C’est bien connu, le public toulonnais est champion d’Europe de fair-play. Respect total des joueurs adverses tout au long du match. On entend les mouches voler et même chier pendant les pénalités. On va d’ailleurs souvent faire la sieste à Mayol le samedi aprem. C’est donc fort logiquement que les associations de supporters réclament plus de respect envers leur joueur. Les plus fins lecteurs du Vestiaire auront perçu la pointe d’ironie. En vrai, les seuls buteurs qu’on respecte là-bas, ce sont ceux qui butent des gens, comme Bakkies Butha ou Jocelino Buta. Ça en Delon sur leur mentalité. Et puis des Toulonnais qui s’auto-appellent les Fils de Bretagne n’en sont pas à une contradiction près.

 Mais revenons-en au sujet. Contrairement aux idées reçues, si les 13/14èmes des stades huent copieusement Delon Armitage à chaque fois qu’il touche la balle, ce n’est pas seulement à cause de sa petite facétie en finale de coupe d’Europe.  Ce n’est pas non plus parce qu’il est toulonnais et qu’il est très bon. C’est parce qu’il est toulonnais, très bon, chambreur et que c’est un grand abruti qui a le melon. Le contraste avec son frère Steffon est pour le moins frappant. Ce dernier joue lui aussi à Toulon, il est au moins aussi bon, mais il est globalement très apprécié du public français. L’absence de « chambrage » de sa part ne suffit pas à expliquer une aussi grande différence de popularité. La réponse se trouve bien évidemment du côté de son physique rondouillard et de sa bouille joufflue.  On préférera toujours les gros nounours bien moelleux aux grands escogriffes prétentieux tête-à-claques.

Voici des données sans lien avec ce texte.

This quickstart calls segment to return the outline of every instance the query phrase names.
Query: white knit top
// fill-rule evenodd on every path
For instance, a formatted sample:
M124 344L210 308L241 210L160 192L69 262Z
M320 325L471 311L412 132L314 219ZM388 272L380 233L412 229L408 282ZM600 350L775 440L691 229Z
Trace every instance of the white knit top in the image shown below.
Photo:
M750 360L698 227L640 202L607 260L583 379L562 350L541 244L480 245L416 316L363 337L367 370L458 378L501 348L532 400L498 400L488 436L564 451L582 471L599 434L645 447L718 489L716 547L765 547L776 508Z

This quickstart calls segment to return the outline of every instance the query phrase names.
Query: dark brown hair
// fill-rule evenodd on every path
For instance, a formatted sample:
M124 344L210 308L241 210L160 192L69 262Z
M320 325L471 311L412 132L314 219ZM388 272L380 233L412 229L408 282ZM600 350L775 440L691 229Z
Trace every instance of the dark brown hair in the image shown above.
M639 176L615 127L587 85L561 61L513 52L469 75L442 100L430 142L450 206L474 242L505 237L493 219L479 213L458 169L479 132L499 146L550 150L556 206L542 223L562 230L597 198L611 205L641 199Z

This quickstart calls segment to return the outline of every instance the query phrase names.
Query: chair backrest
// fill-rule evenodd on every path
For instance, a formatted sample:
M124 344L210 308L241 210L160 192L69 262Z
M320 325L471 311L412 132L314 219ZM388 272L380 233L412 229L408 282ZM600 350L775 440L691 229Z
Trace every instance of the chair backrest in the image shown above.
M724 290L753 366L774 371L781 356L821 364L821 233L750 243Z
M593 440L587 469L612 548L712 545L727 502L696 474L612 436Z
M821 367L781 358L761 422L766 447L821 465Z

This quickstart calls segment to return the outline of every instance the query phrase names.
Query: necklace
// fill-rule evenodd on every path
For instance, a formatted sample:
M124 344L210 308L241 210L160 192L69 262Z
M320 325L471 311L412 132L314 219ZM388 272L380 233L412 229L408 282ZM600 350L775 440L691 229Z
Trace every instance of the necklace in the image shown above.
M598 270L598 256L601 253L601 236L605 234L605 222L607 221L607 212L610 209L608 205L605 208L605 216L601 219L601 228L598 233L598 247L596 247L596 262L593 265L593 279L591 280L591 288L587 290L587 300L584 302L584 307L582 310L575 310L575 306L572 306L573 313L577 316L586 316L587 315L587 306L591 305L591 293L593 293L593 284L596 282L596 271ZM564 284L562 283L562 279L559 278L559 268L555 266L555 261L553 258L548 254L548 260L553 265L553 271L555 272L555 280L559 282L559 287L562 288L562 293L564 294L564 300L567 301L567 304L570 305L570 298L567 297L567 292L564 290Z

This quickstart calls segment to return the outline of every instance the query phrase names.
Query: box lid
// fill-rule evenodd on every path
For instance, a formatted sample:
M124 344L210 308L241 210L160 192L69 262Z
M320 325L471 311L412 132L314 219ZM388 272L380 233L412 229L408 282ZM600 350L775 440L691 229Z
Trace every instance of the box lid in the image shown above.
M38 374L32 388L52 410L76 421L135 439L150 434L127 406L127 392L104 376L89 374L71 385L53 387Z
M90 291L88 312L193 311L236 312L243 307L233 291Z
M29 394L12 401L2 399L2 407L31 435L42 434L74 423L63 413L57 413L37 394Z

A part si le gros c’est Matthieu Bastareaud, bien sûr.

 Et puis d’abord, au nom de quel principe à la con le public devrait-il arrêter de siffler un joueur ? Jacky Lorenzetti nous dira qu’il en est autrement au Racing-Métro-Champagne, mais la raison d’être du supporter qui va au stade n’est pas uniquement la pérennisation de la qualité des petits-fours dans les loges des sponsors. C’est aussi le bruit qu’il fait en tribune, par ses applaudissements, cris, chants, cornes de brume, machines-à-musique-anti-buteur-adverse et autres SIFFLEMENTS. Et qu’on ne nous parle pas de fair-play, il n’y a que Matthieu Lartot pour croire que ça existe ailleurs qu’au billard.

Conspuer un joueur, que celui-ci le mérite ou pas, est le droit le plus élémentaire du supporter. Le jour où les spectateurs se feront racketter 25 € pour se les geler pendant 2 heures une après-midi de février à Oyonnax, voir un match pourri et avoir le droit de se taire, les clubs auront les bourses aussi vides qu’un international français un soir de tournée en Nouvelle-Zélande. En plus, le supporter du rugby est beaucoup moins porté sur l’insulte raciste que son collègue du foot. Attention aux raccourcis : on n’a pas dit qu’il n’y a pas de fachos dans les tribunes au rugby. Simplement, une fois au stade, ils ont le bon goût d’oublier momentanément leur haine de tout le monde pour se concentrer sur celle de Delon Armitage.

 Pendant ce temps-là, il y avait une journée de championnat le weekend dernier. Vous voulez vraiment en parler ? Bon, allez.  Damien Traille veut faire les comptes à la fin de la saison. Nous on les tient à jour et l’ardoise commence à être salée : 7 matchs, 6 défaites. La maison Cap Gemini ne fera bientôt plus crédit. Jonathan Pelissié a décidément une accélération cancellaresque , attention ça va finir par se voir. Du coup, Morgan Parra, qui ne pensait pas devenir has been avant ses 25 ans, demande conseil à François Trinh-Duc. Et le meilleur n°8 du championnat est le même que la semaine dernière, enfin des automatismes qui se créent.